"WE CALL IT 'Onkalo.' Onkalo means 'hiding place,'" director/narrator Michael Madsen gravely informs us at the beginning of Into Eternity. Well, he doesn't inform us, really—throughout his documentary, Madsen's voiceover is directed at those who might watch his film in the distant future. Like, 100,000 years from now.

That's how long the Onkalo nuclear waste repository will need to last before its contents are no longer lethal. Conceived as a remote place to hold Finland's nuclear waste, work began on the massive subterranean complex in 2004, where twisting caverns are even now being carved out of the bedrock beneath Olkiluoto Island. With a projected depth of over 500 meters, the labyrinthine, artificial cave will be so vast that it won't be truly finished until the 22nd century. "Onkalo must last 100,000 years," Madsen says. "Nothing built by man has lasted even a 10th of that timespan."

While Madsen's got a flair for the melodramatic—and while his occasional onscreen presence is utterly unnecessary—he's also got a sense for gripping imagery and an eerie, haunting tone. Little actually happens here, but it's fascinating all the same: We see the passages of Onkalo being slowly tunneled out, and we listen as parade of talking heads—officials, scientists, radiologists, laborers—talk about the practical and philosophical repercussions of their task. It's a massive undertaking, but the scope is even bigger: The experts argue over whether it's better to try to warn away whatever kind of residents Earth might have in 100,000 years—a task not unlike Neanderthals trying to communicate with us—or if Onkalo should simply be sealed and abandoned, hopefully being forgotten and never discovered.
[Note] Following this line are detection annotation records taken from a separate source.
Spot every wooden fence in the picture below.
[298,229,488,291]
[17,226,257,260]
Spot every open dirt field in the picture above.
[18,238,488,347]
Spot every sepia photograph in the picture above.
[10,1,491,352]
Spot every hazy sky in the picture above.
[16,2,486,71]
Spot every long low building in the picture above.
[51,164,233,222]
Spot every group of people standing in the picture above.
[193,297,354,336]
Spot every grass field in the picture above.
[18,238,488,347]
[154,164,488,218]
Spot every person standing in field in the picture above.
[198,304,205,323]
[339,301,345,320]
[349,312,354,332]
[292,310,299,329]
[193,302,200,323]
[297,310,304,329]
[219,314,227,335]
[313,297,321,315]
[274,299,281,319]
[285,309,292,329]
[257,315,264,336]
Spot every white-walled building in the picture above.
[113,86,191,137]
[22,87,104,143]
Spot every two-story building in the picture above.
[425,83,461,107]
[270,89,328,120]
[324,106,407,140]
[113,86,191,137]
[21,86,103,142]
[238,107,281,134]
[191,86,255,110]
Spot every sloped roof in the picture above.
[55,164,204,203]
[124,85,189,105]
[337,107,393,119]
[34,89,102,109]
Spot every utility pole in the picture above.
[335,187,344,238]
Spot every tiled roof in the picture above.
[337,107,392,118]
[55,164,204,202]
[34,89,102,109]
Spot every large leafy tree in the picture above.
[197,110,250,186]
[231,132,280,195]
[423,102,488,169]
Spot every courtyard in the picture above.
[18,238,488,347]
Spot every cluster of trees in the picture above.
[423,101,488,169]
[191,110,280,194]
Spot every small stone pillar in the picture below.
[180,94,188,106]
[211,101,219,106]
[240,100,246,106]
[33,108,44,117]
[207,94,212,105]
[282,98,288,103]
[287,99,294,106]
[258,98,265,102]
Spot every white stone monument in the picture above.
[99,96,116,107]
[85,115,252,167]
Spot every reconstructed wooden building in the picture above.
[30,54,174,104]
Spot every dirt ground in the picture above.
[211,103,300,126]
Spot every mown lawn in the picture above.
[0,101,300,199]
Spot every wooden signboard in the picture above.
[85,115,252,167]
While Madsen takes himself, and his film, very seriously—he somehow makes even a shot of a moose shitting in the woods seem pretentious—this subject matter is ominous, harrowing, and strange. This is a documentary in which it's clear that humans know very little about the present—mostly, just that we've gotten quite good at poisoning not only ourselves, but also our children—and even less about the future.